# Spalted wood find



## JR Custom Calls (Apr 8, 2014)

Found some really pretty wood up the holler we turkey hunt. Thought it was oak and almost passed it up, then decided to cut a chunk off. Any thoughts? I crosscut some call blanks... Not sure if the anchorseal on the ends will do much haha. Kind of thinking it looks like poplar, but I'm not sure.

Reactions: Like 2


----------



## barry richardson (Apr 8, 2014)

Poplar looks like a good guess...

Reactions: Agree 1


----------



## phinds (Apr 9, 2014)

Yep, poplar (tulip poplar, that is ... not ACTUAL poplar).


----------



## Tclem (Apr 9, 2014)

phinds said:


> Yep, poplar (tulip poplar, that is ... not ACTUAL poplar).


Poplar is cottonwood ? Right or cottonwood is poplar


----------



## JR Custom Calls (Apr 9, 2014)

It had bark on it that looked like oak... until it all came off when it fell.


----------



## phinds (Apr 9, 2014)

Tclem said:


> Poplar is cottonwood ? Right or cottonwood is poplar



No, that is exactly why I answered as I did. What we in American call "poplar", or more appropriately "yellow poplar" or "tulip poplar" (that is, the wood shown in this thread), is Liriodendron tulipifera which is no relation to true poplar, which is also called cottonwood (Populus spp.)


----------



## Tclem (Apr 9, 2014)

phinds said:


> No, that is exactly why I answered as I did. What we in American call "poplar", or more appropriately "yellow poplar", is Liriodendron tulipifera which is no relation to true poplar, which is also called cottonwood (Populus spp.)
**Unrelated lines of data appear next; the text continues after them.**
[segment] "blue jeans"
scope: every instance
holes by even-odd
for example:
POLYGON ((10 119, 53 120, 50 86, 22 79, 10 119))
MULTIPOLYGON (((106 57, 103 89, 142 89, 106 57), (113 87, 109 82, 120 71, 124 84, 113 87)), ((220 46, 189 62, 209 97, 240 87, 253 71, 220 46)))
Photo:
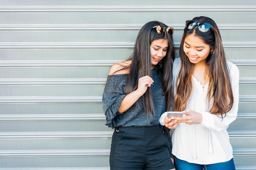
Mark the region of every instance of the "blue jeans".
POLYGON ((233 159, 225 162, 209 165, 190 163, 174 157, 176 170, 236 170, 233 159))

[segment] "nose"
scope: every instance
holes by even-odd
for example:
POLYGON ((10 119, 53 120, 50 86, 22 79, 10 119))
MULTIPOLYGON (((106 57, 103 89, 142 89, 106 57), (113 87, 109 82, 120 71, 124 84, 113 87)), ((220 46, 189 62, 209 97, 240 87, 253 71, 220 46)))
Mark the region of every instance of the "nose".
POLYGON ((196 55, 196 52, 195 52, 195 50, 194 49, 191 49, 189 50, 189 54, 191 56, 195 55, 196 55))
POLYGON ((157 56, 159 57, 164 57, 164 51, 162 50, 159 50, 157 52, 157 56))

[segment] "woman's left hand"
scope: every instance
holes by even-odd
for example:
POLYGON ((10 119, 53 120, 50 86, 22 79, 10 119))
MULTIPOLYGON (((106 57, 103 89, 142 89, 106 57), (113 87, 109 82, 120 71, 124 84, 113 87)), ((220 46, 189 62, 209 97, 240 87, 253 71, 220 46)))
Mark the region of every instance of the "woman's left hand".
POLYGON ((170 129, 173 129, 176 128, 179 125, 177 120, 171 120, 169 118, 168 118, 167 116, 164 118, 164 120, 165 126, 170 129))
POLYGON ((187 124, 200 124, 203 120, 202 114, 190 109, 182 111, 186 116, 183 117, 173 117, 171 119, 177 120, 178 123, 186 123, 187 124))

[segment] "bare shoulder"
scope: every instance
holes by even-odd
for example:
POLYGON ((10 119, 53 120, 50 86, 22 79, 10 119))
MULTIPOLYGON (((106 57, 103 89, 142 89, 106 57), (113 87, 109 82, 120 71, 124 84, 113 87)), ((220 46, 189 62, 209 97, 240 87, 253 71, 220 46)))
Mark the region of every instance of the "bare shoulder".
POLYGON ((122 69, 130 65, 131 63, 131 61, 130 60, 128 60, 115 63, 111 66, 109 74, 114 75, 128 74, 129 73, 128 69, 122 69))

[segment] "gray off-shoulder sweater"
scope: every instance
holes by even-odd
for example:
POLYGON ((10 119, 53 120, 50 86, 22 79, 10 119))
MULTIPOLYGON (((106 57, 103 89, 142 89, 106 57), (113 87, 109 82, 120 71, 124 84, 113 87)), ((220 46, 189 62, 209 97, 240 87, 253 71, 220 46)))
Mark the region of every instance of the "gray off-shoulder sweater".
POLYGON ((144 109, 142 98, 140 97, 132 107, 124 113, 118 111, 121 101, 127 94, 124 87, 128 78, 128 74, 115 74, 108 76, 103 93, 103 110, 106 116, 106 125, 114 128, 122 126, 128 127, 148 126, 159 124, 161 115, 165 111, 165 98, 164 96, 161 77, 157 72, 156 67, 151 70, 154 81, 151 88, 155 107, 155 114, 147 116, 144 109))

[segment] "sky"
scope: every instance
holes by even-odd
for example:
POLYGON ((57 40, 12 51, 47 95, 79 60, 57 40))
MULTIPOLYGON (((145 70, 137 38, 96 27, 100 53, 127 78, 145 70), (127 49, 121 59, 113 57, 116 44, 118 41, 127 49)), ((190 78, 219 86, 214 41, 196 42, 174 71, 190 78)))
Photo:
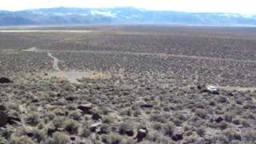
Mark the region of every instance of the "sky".
POLYGON ((134 6, 154 10, 256 14, 255 0, 0 0, 0 10, 134 6))

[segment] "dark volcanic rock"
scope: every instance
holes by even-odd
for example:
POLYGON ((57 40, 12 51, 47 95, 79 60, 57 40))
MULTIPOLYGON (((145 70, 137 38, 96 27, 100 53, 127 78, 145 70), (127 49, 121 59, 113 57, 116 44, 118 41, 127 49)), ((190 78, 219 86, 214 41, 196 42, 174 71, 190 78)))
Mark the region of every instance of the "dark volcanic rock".
POLYGON ((222 122, 224 120, 224 118, 221 116, 218 116, 217 118, 214 118, 214 121, 217 122, 217 123, 219 123, 221 122, 222 122))
POLYGON ((154 108, 154 105, 151 105, 151 104, 142 104, 142 105, 141 105, 141 108, 154 108))
POLYGON ((147 134, 147 130, 146 129, 139 129, 138 130, 138 134, 137 134, 137 139, 138 139, 138 142, 142 142, 144 138, 146 138, 147 134))
POLYGON ((3 111, 0 111, 0 127, 3 127, 8 122, 7 114, 3 111))
POLYGON ((126 130, 126 134, 130 137, 134 136, 134 132, 132 130, 126 130))
POLYGON ((10 125, 18 124, 22 122, 21 118, 17 117, 13 117, 13 116, 8 116, 7 119, 8 119, 8 123, 10 123, 10 125))
POLYGON ((83 114, 91 114, 90 110, 93 108, 92 104, 80 105, 78 109, 81 110, 83 114))
POLYGON ((6 110, 6 106, 3 105, 0 105, 0 111, 5 111, 5 110, 6 110))
POLYGON ((98 132, 98 130, 100 131, 100 126, 102 126, 102 122, 101 122, 92 124, 90 126, 90 131, 93 131, 93 132, 98 132))
POLYGON ((8 78, 2 77, 0 78, 0 83, 10 83, 12 81, 10 81, 8 78))
POLYGON ((171 139, 177 142, 177 141, 180 141, 180 140, 182 140, 183 139, 183 134, 182 134, 182 130, 176 130, 172 137, 171 137, 171 139))
POLYGON ((93 114, 91 117, 94 120, 98 120, 102 118, 102 116, 97 113, 93 114))

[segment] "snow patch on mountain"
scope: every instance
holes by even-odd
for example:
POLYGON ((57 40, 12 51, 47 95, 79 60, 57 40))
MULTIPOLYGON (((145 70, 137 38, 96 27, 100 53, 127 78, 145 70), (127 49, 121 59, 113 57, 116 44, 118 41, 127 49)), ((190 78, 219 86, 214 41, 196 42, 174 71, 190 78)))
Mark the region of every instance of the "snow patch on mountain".
POLYGON ((117 17, 117 14, 115 13, 112 13, 111 11, 91 10, 90 14, 92 15, 102 15, 105 17, 111 17, 111 18, 117 17))

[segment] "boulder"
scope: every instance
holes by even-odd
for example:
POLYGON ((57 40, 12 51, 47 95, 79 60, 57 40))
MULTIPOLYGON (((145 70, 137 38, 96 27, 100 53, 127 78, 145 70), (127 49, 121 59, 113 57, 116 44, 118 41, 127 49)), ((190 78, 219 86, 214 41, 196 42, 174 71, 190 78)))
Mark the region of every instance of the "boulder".
POLYGON ((138 142, 142 142, 146 136, 147 134, 147 130, 146 129, 139 129, 138 130, 138 134, 137 134, 137 139, 138 139, 138 142))
POLYGON ((10 81, 8 78, 6 77, 1 77, 0 78, 0 83, 10 83, 12 81, 10 81))
POLYGON ((57 130, 54 127, 48 127, 47 129, 47 135, 49 136, 52 136, 53 134, 57 131, 57 130))
POLYGON ((213 94, 219 94, 218 88, 214 86, 210 85, 206 86, 203 92, 207 92, 213 94))
POLYGON ((183 133, 182 129, 176 129, 171 137, 173 141, 178 142, 183 139, 183 133))
POLYGON ((128 130, 126 131, 126 134, 127 134, 128 136, 130 136, 130 137, 132 137, 132 136, 134 136, 134 132, 133 130, 128 130))
POLYGON ((14 124, 20 124, 22 120, 21 120, 21 118, 19 118, 18 117, 8 116, 7 122, 10 125, 14 125, 14 124))
POLYGON ((98 131, 100 131, 102 124, 102 122, 96 122, 96 123, 92 124, 92 125, 90 126, 90 131, 93 131, 93 132, 98 132, 98 131))
POLYGON ((91 114, 90 110, 93 108, 92 104, 79 105, 78 109, 81 110, 83 114, 91 114))
POLYGON ((5 111, 5 110, 6 110, 6 106, 3 105, 0 105, 0 111, 5 111))
POLYGON ((141 108, 154 108, 154 105, 152 105, 152 104, 142 104, 142 105, 141 105, 141 108))
POLYGON ((3 111, 0 111, 0 127, 3 127, 8 122, 7 114, 3 111))
POLYGON ((97 113, 93 114, 91 118, 93 118, 94 120, 98 120, 102 118, 102 116, 97 113))
POLYGON ((224 118, 222 116, 218 116, 218 117, 214 118, 214 121, 217 123, 219 123, 219 122, 222 122, 223 120, 224 120, 224 118))

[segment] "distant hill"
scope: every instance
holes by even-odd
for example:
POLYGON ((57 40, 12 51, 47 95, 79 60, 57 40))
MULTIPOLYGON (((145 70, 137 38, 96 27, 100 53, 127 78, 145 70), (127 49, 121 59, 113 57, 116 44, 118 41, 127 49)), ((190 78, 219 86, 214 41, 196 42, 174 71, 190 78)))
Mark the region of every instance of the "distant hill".
POLYGON ((21 11, 0 10, 0 26, 94 24, 255 26, 256 15, 153 11, 134 7, 57 7, 21 11))

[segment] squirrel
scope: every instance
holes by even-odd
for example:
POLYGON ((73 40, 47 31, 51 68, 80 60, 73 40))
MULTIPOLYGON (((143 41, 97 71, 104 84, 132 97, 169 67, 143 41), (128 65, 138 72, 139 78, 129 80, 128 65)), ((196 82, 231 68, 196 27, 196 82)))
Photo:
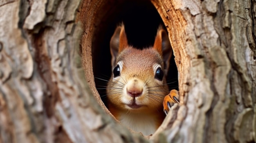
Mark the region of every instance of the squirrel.
POLYGON ((111 37, 110 50, 108 110, 128 128, 151 134, 162 124, 164 113, 179 103, 178 91, 169 92, 166 79, 173 52, 167 33, 159 26, 153 46, 140 50, 128 44, 122 24, 111 37))

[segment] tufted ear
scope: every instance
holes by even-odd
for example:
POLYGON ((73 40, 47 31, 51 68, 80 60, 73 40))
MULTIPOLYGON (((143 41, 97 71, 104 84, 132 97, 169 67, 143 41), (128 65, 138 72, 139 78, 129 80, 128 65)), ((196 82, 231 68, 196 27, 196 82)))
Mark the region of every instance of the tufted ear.
POLYGON ((173 49, 169 40, 168 35, 162 26, 160 26, 157 31, 155 39, 153 48, 162 55, 164 66, 163 70, 165 75, 167 75, 169 68, 170 59, 173 54, 173 49))
POLYGON ((112 56, 111 64, 112 67, 115 62, 118 53, 128 47, 126 34, 124 30, 124 25, 122 24, 117 27, 111 37, 110 43, 110 53, 112 56))

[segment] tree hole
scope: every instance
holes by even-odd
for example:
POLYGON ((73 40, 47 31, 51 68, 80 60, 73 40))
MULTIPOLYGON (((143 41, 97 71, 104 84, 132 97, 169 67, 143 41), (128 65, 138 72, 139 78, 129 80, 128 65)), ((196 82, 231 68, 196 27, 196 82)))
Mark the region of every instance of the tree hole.
MULTIPOLYGON (((110 42, 116 26, 123 22, 128 44, 139 48, 153 46, 158 27, 162 25, 165 27, 150 1, 126 0, 119 2, 117 6, 111 7, 111 10, 105 13, 98 24, 94 25, 92 45, 95 85, 106 106, 106 88, 112 72, 110 42)), ((167 77, 169 88, 178 90, 177 70, 173 55, 170 64, 167 77)))

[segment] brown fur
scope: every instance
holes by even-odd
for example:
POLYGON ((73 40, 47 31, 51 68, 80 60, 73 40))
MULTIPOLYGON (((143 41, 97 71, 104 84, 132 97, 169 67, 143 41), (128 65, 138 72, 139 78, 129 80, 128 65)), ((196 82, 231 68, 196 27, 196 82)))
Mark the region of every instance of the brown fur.
MULTIPOLYGON (((120 76, 113 79, 112 75, 108 84, 107 93, 109 110, 117 119, 121 120, 121 123, 122 120, 126 119, 124 118, 129 118, 129 114, 131 117, 133 116, 132 117, 139 119, 144 118, 145 121, 152 120, 150 122, 152 125, 154 125, 155 130, 156 130, 165 116, 163 112, 162 103, 165 95, 169 92, 165 77, 164 76, 162 81, 156 79, 155 75, 156 69, 154 70, 153 67, 154 65, 159 65, 166 75, 167 73, 168 66, 164 69, 164 63, 168 65, 172 50, 167 33, 160 28, 153 47, 141 50, 128 45, 124 26, 122 25, 117 28, 111 38, 110 51, 112 70, 118 62, 122 61, 123 64, 120 76), (142 93, 136 97, 131 97, 127 94, 130 90, 140 93, 141 91, 142 93), (132 108, 128 107, 125 103, 132 101, 135 101, 137 104, 142 106, 132 108)), ((130 119, 132 120, 132 119, 130 119)), ((134 125, 137 123, 136 122, 126 121, 122 123, 130 128, 140 125, 134 125)), ((146 130, 146 127, 145 128, 141 128, 146 130)), ((139 129, 137 130, 139 130, 135 131, 141 132, 139 129)))

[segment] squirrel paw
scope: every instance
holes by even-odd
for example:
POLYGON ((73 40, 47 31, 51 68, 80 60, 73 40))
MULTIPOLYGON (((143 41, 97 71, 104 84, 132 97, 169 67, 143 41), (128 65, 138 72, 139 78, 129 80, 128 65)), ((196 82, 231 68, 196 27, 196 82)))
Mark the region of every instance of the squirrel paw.
POLYGON ((165 96, 163 102, 164 112, 166 115, 171 107, 175 103, 180 103, 180 95, 179 91, 173 89, 171 90, 168 95, 165 96))

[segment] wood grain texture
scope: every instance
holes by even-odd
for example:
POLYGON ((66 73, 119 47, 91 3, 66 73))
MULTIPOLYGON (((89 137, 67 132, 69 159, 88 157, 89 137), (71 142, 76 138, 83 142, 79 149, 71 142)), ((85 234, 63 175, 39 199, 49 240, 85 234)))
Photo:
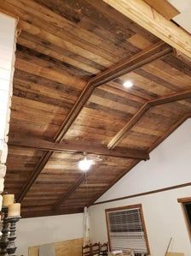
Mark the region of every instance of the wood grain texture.
POLYGON ((0 0, 0 9, 20 29, 5 191, 24 217, 82 212, 190 116, 190 58, 101 0, 0 0), (84 151, 102 159, 86 176, 84 151))
POLYGON ((153 8, 158 13, 167 20, 171 20, 179 11, 171 5, 167 0, 144 0, 150 7, 153 8))
MULTIPOLYGON (((53 243, 55 256, 81 256, 83 238, 62 241, 53 243)), ((28 256, 39 256, 39 246, 29 247, 28 256)))
POLYGON ((190 34, 166 20, 143 0, 103 0, 143 28, 191 57, 190 34))

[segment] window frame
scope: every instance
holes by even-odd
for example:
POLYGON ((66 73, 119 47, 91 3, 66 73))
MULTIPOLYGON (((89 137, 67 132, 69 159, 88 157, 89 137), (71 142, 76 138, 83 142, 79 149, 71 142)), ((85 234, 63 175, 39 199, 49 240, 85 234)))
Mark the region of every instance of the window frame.
POLYGON ((148 242, 148 232, 145 225, 145 220, 143 216, 143 211, 142 211, 142 204, 136 204, 136 205, 130 205, 125 206, 119 206, 119 207, 114 207, 114 208, 108 208, 105 209, 105 214, 106 214, 106 223, 107 223, 107 233, 108 237, 108 242, 109 242, 109 248, 112 251, 112 244, 111 244, 111 239, 110 239, 110 234, 109 234, 109 220, 108 220, 108 213, 111 211, 123 211, 123 210, 129 210, 133 208, 139 208, 140 210, 140 217, 142 223, 142 229, 145 234, 145 240, 146 240, 146 245, 148 248, 148 254, 150 255, 150 247, 148 242))

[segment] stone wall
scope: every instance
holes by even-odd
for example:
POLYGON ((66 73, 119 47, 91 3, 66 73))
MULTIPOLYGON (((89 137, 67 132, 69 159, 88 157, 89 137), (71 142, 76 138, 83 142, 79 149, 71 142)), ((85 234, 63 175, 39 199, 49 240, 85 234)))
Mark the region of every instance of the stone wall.
MULTIPOLYGON (((17 20, 0 13, 0 193, 3 191, 8 155, 17 20)), ((0 207, 2 196, 0 195, 0 207)))

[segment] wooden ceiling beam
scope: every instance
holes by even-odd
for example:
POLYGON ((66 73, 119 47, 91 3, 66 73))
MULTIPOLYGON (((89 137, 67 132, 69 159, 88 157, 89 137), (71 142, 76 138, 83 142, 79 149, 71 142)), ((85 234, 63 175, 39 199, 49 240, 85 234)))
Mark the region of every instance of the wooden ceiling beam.
MULTIPOLYGON (((83 90, 81 95, 77 100, 76 104, 71 110, 67 117, 63 122, 61 128, 58 130, 57 134, 54 138, 54 142, 60 143, 67 130, 70 128, 73 121, 76 119, 83 107, 85 105, 86 102, 90 98, 91 93, 96 86, 99 86, 106 82, 108 82, 122 74, 127 74, 128 72, 133 71, 144 64, 147 64, 155 59, 165 57, 172 52, 172 48, 162 41, 149 46, 146 50, 134 55, 133 57, 127 58, 119 63, 112 66, 108 69, 99 73, 95 77, 91 78, 86 84, 84 89, 83 90)), ((43 153, 42 158, 38 163, 35 170, 32 173, 31 176, 28 178, 26 185, 22 188, 17 201, 21 202, 32 184, 35 182, 37 177, 43 170, 45 164, 48 163, 52 152, 46 152, 43 153)))
POLYGON ((85 88, 82 92, 69 115, 62 123, 55 137, 55 141, 60 142, 63 140, 64 135, 89 100, 96 87, 109 82, 123 74, 128 74, 129 72, 134 71, 147 63, 170 54, 171 52, 172 52, 172 48, 165 43, 159 41, 91 78, 88 81, 85 88))
POLYGON ((19 193, 19 195, 16 199, 16 201, 18 203, 20 203, 23 200, 24 197, 26 195, 27 192, 29 191, 29 189, 31 188, 32 184, 36 182, 36 180, 37 180, 38 176, 39 176, 39 174, 41 173, 42 170, 46 165, 46 164, 49 161, 49 158, 51 157, 52 153, 53 153, 53 152, 49 151, 49 152, 46 152, 43 154, 38 164, 36 166, 32 176, 27 180, 26 186, 23 187, 20 193, 19 193))
POLYGON ((191 35, 143 0, 103 0, 164 42, 191 57, 191 35))
MULTIPOLYGON (((155 147, 157 147, 160 143, 162 143, 168 136, 170 136, 177 128, 178 128, 185 121, 187 121, 188 118, 191 118, 191 115, 184 115, 182 116, 177 122, 175 122, 174 125, 172 125, 170 129, 166 131, 164 136, 160 137, 159 140, 157 140, 153 145, 149 148, 148 152, 150 153, 155 147)), ((131 167, 135 167, 139 161, 136 162, 135 164, 131 167)), ((128 170, 125 172, 121 173, 116 179, 113 180, 113 182, 107 187, 107 188, 104 188, 102 191, 99 192, 91 200, 90 200, 88 206, 90 206, 96 202, 104 193, 107 192, 110 188, 112 188, 119 179, 121 179, 128 170)))
POLYGON ((115 158, 142 160, 149 159, 149 155, 142 150, 118 147, 115 150, 111 151, 103 145, 96 145, 92 143, 80 142, 78 140, 63 140, 61 143, 54 143, 38 137, 17 136, 15 134, 10 134, 9 145, 50 152, 72 153, 81 153, 85 152, 87 153, 115 158))
POLYGON ((161 142, 163 142, 169 135, 171 135, 177 128, 178 128, 185 121, 191 118, 191 114, 184 115, 182 116, 175 124, 173 124, 170 129, 166 131, 164 136, 160 137, 156 140, 152 146, 149 148, 148 152, 151 152, 154 148, 156 148, 161 142))
POLYGON ((107 144, 108 149, 113 149, 125 136, 128 131, 143 116, 148 109, 153 106, 175 102, 178 100, 186 99, 191 98, 191 90, 185 90, 178 92, 165 97, 159 97, 159 98, 148 101, 133 116, 133 117, 125 124, 125 126, 109 141, 107 144))
POLYGON ((54 216, 54 215, 64 215, 64 214, 73 214, 73 213, 81 213, 84 211, 83 207, 78 207, 72 210, 46 210, 46 211, 37 211, 34 210, 32 211, 31 207, 22 207, 21 216, 22 218, 26 217, 45 217, 45 216, 54 216), (28 208, 28 209, 27 209, 28 208))

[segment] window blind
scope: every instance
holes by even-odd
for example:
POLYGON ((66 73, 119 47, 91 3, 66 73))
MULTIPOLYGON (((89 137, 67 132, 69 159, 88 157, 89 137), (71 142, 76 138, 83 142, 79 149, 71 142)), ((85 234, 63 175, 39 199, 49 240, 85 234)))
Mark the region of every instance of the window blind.
POLYGON ((131 249, 148 255, 140 208, 108 211, 107 221, 112 250, 131 249))

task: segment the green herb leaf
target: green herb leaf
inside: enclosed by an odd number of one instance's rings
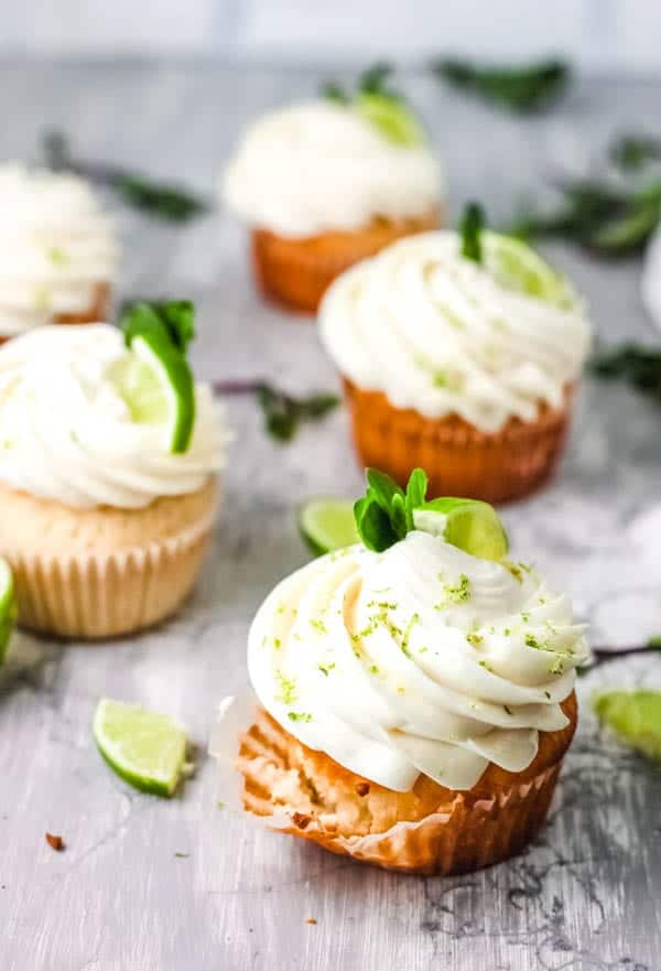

That's what I meant. I have 3 huge logs of what the logger told me was cottonwood or poplar whatever I wanted to call it. I didn't know what he meant back then. I also have 3 logs of tulip poplar I guess which is totally different as it has yellow and purple and green in it


----------



## phinds (Apr 9, 2014)

Tclem said:


> That's what I meant. I have 3 huge logs of what the logger told me was cottonwood or poplar whatever I wanted to call it. I didn't know what he meant back then. I also have 3 logs of tulip poplar I guess which is totally different as it has yellow and purple and green in it


 
Yep, tulip poplar is the stuff with the colors in it. Every seen "rainbow" poplar? If not, check out the poplar page on my site.

Reactions: Like 1


----------